FORMULATING A PLAN OF TREATMENT AND ASSESSING MEDICAL RISK Plan of Treatment


The diagnostic procedures (history, physical examination, and imaging and laboratory studies) outlined in the preceding pages are designed to assist the dentist in establishing a plan of treatment directed at those disease processes that have been identified as responsible for the patient’s symptoms. A plan of treatment of this type, which is directed at the causes of the patient’s symptoms rather than at the symptoms themselves, is often referred to as rational, scientific, or definitive (in contrast to symptomatic, which denotes a treatment plan directed at the relief of symptoms, irrespective of their causes).

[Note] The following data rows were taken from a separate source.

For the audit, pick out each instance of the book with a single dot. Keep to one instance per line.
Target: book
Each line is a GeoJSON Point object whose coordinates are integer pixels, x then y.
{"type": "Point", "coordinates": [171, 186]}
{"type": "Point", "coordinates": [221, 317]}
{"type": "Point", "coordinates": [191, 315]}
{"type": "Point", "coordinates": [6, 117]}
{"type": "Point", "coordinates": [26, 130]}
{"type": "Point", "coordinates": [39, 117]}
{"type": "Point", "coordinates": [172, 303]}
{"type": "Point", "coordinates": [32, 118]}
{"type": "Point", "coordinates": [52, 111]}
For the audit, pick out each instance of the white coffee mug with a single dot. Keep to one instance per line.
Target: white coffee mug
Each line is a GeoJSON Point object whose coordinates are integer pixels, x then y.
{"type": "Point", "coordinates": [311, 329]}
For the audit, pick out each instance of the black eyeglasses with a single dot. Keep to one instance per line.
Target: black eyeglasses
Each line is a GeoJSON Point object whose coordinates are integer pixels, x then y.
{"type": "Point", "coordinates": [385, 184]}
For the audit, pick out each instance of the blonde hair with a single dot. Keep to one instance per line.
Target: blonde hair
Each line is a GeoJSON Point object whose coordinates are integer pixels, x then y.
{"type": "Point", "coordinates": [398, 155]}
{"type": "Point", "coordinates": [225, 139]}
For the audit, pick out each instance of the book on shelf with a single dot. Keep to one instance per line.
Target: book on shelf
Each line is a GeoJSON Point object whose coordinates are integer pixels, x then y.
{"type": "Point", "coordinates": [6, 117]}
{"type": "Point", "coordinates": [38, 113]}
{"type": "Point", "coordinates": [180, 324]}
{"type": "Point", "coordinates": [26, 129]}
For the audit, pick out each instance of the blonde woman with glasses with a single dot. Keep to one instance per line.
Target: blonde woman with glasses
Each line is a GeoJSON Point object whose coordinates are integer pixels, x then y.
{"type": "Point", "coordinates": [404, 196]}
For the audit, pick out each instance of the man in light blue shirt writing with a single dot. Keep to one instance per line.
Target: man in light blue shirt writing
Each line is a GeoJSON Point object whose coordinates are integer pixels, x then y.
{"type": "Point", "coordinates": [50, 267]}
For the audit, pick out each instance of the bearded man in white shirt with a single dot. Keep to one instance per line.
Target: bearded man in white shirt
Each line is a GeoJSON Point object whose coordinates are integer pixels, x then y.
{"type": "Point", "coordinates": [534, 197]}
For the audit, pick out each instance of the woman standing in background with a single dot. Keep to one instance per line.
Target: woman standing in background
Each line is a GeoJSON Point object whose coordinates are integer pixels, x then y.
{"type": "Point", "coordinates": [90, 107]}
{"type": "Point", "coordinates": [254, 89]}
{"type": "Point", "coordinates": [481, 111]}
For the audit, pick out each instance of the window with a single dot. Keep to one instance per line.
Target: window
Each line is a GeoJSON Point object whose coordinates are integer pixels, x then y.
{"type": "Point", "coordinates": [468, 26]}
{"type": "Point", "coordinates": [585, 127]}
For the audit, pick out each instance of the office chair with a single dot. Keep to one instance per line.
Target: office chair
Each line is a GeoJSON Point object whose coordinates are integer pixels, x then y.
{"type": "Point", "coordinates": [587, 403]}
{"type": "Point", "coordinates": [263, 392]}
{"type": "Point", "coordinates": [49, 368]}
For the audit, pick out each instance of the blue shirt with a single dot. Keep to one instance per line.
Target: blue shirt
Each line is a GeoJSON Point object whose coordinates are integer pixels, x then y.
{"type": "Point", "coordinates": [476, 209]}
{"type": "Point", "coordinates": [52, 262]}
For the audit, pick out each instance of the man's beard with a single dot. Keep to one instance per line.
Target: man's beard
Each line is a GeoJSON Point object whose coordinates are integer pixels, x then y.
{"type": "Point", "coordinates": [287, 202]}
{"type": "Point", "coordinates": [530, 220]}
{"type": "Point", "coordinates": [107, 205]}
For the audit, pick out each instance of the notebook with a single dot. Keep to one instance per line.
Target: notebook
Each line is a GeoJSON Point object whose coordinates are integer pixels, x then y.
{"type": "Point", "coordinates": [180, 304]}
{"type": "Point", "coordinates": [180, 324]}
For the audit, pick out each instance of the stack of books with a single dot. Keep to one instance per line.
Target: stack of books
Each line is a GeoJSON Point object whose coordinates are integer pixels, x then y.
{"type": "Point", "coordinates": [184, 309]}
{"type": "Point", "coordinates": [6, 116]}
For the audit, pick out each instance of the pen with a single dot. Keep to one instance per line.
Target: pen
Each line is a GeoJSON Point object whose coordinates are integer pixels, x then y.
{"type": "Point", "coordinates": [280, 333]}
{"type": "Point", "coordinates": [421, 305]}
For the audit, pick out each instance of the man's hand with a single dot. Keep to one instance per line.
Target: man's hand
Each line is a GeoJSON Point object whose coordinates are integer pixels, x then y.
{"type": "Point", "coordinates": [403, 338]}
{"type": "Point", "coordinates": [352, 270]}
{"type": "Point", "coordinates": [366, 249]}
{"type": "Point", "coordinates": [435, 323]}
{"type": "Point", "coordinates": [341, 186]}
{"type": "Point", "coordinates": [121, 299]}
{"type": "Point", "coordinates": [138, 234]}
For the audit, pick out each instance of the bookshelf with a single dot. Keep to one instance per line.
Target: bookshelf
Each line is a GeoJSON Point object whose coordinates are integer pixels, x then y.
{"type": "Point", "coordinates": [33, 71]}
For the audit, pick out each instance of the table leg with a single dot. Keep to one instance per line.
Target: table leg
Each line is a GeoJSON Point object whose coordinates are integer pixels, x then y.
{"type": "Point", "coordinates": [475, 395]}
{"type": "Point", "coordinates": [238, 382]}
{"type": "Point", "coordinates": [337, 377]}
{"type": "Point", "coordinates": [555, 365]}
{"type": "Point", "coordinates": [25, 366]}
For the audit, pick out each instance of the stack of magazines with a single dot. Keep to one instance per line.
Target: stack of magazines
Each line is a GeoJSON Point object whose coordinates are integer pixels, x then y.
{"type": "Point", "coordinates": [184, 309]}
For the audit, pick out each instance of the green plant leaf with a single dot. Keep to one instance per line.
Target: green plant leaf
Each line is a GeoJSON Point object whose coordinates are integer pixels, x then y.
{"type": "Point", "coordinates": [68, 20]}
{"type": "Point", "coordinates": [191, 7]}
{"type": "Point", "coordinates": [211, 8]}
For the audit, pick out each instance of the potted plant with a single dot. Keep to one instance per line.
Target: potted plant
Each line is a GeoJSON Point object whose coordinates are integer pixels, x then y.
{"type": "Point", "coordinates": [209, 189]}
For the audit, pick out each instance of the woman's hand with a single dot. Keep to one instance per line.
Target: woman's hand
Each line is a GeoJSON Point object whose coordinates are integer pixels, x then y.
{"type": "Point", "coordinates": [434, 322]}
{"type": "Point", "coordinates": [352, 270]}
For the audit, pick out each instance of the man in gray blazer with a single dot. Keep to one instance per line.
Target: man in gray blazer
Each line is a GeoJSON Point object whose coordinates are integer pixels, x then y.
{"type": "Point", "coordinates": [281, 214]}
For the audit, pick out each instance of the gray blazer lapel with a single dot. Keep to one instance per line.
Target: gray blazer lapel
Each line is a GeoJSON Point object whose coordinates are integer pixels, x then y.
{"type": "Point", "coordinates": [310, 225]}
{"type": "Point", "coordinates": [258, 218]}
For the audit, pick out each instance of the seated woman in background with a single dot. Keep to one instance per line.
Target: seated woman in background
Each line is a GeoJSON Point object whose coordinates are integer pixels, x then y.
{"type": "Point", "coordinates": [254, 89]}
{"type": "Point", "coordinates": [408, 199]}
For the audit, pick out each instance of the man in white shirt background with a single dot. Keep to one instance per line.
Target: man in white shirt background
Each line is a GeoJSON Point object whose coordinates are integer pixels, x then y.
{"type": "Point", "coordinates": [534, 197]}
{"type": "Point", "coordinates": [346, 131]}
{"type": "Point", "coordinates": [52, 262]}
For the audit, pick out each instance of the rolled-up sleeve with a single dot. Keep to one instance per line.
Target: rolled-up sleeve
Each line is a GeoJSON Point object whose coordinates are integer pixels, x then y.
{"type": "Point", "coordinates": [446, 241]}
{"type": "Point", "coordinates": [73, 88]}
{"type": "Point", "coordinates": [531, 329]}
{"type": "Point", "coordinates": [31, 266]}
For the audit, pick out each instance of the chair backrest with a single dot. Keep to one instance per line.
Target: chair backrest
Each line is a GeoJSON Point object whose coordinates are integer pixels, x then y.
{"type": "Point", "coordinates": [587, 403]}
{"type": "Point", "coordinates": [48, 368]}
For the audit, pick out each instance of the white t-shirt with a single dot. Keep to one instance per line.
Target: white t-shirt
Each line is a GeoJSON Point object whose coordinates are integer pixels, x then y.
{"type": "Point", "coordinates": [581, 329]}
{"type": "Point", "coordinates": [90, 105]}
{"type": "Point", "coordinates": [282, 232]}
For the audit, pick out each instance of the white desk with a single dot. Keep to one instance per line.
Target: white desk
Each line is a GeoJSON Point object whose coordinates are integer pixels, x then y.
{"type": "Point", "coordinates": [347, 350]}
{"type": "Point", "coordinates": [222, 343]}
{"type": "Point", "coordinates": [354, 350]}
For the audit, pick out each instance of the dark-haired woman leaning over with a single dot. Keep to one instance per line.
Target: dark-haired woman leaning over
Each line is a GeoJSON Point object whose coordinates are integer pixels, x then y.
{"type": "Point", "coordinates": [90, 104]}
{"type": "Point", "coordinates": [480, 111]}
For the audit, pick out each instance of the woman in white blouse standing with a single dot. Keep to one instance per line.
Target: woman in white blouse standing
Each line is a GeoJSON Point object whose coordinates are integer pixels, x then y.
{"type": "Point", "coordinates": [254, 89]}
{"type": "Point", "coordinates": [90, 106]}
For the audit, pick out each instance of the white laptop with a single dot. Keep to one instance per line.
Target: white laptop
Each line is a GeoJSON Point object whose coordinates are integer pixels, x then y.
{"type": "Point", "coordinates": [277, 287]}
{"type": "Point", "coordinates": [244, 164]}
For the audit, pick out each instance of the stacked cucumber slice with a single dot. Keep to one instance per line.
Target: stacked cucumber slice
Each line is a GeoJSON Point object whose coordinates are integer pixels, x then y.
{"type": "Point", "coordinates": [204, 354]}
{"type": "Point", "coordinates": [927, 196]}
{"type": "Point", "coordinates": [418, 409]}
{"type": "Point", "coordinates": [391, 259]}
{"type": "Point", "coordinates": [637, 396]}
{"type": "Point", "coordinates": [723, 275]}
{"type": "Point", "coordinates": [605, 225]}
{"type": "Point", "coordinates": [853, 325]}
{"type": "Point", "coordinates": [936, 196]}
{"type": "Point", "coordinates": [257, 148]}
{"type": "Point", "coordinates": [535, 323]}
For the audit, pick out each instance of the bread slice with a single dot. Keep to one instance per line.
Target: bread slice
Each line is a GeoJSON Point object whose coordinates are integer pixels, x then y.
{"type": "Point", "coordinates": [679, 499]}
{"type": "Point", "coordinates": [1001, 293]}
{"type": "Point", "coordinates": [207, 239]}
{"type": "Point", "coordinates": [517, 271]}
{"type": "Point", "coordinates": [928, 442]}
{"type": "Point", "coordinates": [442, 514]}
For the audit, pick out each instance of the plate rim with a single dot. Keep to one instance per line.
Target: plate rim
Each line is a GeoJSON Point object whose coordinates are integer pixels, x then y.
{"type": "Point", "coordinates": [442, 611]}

Like the diagnostic summary, the plan of treatment should be entered in the patient’s record and explained to the patient in detail (procedure, chances for cure [prognosis], complications and side effects, and required time and expense). As initially formulated, the plan of treatment usually lists recommended procedures for the control of current disease as well as preventive measures designed to limit the recurrence or progression of the disease process over time. For medicolegal reasons, the treatment that is most likely to eradicate the disease and preserve as much function as possible (ie, the ideal treatment) is usually entered in the chart, even if the clinician realizes that compromises may be necessary to obtain the patient’s consent to treatment. It is also unreasonable for the clinician to prejudge a patient’s decision as to how much time, energy, and expense should be expended on treating the patient’s disease or how much discomfort and pain the patient is willing to tolerate in achieving a cure.
The plan of treatment may be itemized according to the components of the diagnostic summary and is usually written prominently in the record to serve as a guide for the scheduling of further treatment visits. If the plan is complex or if there are reasonable treatment alternatives, a copy should also be given to the patient to allow consideration of the various implications of the plan of treatment he or she has been asked to agree to. Modifications of the ideal plan of treatment, agreed on by patient and clinician, should also be entered in the chart, together with a signed disclaimer from the patient if the modified plan of treatment is likely to be significantly less effective or unlikely to eradicate a major health problem.